Re: cgroup and FALLOC_FL_PUNCH_HOLE: WARNING: CPU: 13 PID: 2438 at mm/page_counter.c:57 page_counter_uncharge+0x4b/0x5

From: David Hildenbrand
Date: Wed Oct 21 2020 - 08:42:17 EST


On 21.10.20 05:35, Mike Kravetz wrote:
> On 10/20/20 6:38 AM, David Hildenbrand wrote:
>>
>> I'm bisecting the warning right now. Looks like it was introduced in v5.7.
>

So bisecting nailed it down to one of

353b2de42e84 mm/hugetlb.c: clean code by removing unnecessary initialization
a9b3f867404b hugetlb: support file_region coalescing again
08cf9faf7558 hugetlb_cgroup: support noreserve mappings
075a61d07a8e hugetlb_cgroup: add accounting for shared mappings
0db9d74ed884 hugetlb: disable region_add file_region coalescing
e9fe92ae0cd2 hugetlb_cgroup: add reservation accounting for private mappings
9808895e1a44 mm/hugetlb_cgroup: fix hugetlb_cgroup migration
1adc4d419aa2 hugetlb_cgroup: add interface for charge/uncharge hugetlb
reservations
cdc2fcfea79b hugetlb_cgroup: add hugetlb_cgroup reservation counter

So seems to be broken right from the beginning of
charge/uncharge/reservations. Not a surpise when looking at your fixes :)

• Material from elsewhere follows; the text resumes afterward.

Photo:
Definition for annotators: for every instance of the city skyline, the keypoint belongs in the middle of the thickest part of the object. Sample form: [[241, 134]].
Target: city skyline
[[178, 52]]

> I found the following bugs in the cgroup reservation accounting. The ones
> in region_del are pretty obvious as the number of pages to uncharge would
> always be zero. The one on alloc_huge_page needs racing code to expose.
>
> With these fixes, my testing is showing consistent/correct results for
> hugetlb reservation cgroup accounting.
>
> It would be good if Mina (at least) would look these over. Would also
> be interesting to know if these fixes address the bug seen with the qemu
> use case.

I strongly suspect it will. Compiling, will reply in half an our or so
with the result.

>
> I'm still doing more testing and code inspection to look for other issues.

When sending, can you make sure to credit Michal P.? Thanks!

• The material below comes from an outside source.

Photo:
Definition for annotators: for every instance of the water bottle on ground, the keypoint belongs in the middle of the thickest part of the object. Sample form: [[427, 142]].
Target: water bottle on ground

Reported-by: Michal Privoznik <mprivozn@xxxxxxxxxx>

>
> From 861bcd7d0443f18a5fed3c3ddc5f1c71e78c4ef4 Mon Sep 17 00:00:00 2001
> From: Mike Kravetz <mike.kravetz@xxxxxxxxxx>
> Date: Tue, 20 Oct 2020 20:21:42 -0700
> Subject: [PATCH] hugetlb_cgroup: fix reservation accounting
>
> Signed-off-by: Mike Kravetz <mike.kravetz@xxxxxxxxxx>
> ---
> mm/hugetlb.c | 15 +++++++++------
> 1 file changed, 9 insertions(+), 6 deletions(-)
>
> diff --git a/mm/hugetlb.c b/mm/hugetlb.c
> index 67fc6383995b..c92366313780 100644
> --- a/mm/hugetlb.c
> +++ b/mm/hugetlb.c
> @@ -685,17 +685,17 @@ static long region_del(struct resv_map *resv, long f, long t)
> }
>
> if (f <= rg->from) { /* Trim beginning of region */
> - del += t - rg->from;
> - rg->from = t;
> -
> hugetlb_cgroup_uncharge_file_region(resv, rg,
> t - rg->from);
> - } else { /* Trim end of region */
> - del += rg->to - f;
> - rg->to = f;
>
> + del += t - rg->from;
> + rg->from = t;
> + } else { /* Trim end of region */
> hugetlb_cgroup_uncharge_file_region(resv, rg,
> rg->to - f);
> +
> + del += rg->to - f;
> + rg->to = f;

Those two look very correct to me.

You could keep computing "del" before the uncharge, similar to the /*
Remove entire region */ case.

> }
> }
>
> @@ -2454,6 +2454,9 @@ struct page *alloc_huge_page(struct vm_area_struct *vma,
>
> rsv_adjust = hugepage_subpool_put_pages(spool, 1);
> hugetlb_acct_memory(h, -rsv_adjust);
> + if (deferred_reserve)
> + hugetlb_cgroup_uncharge_page_rsvd(hstate_index(h),
> +

That looks correct to me as well.

> }
> return page;
>
>

Thanks for debugging!

--
Thanks,

David / dhildenb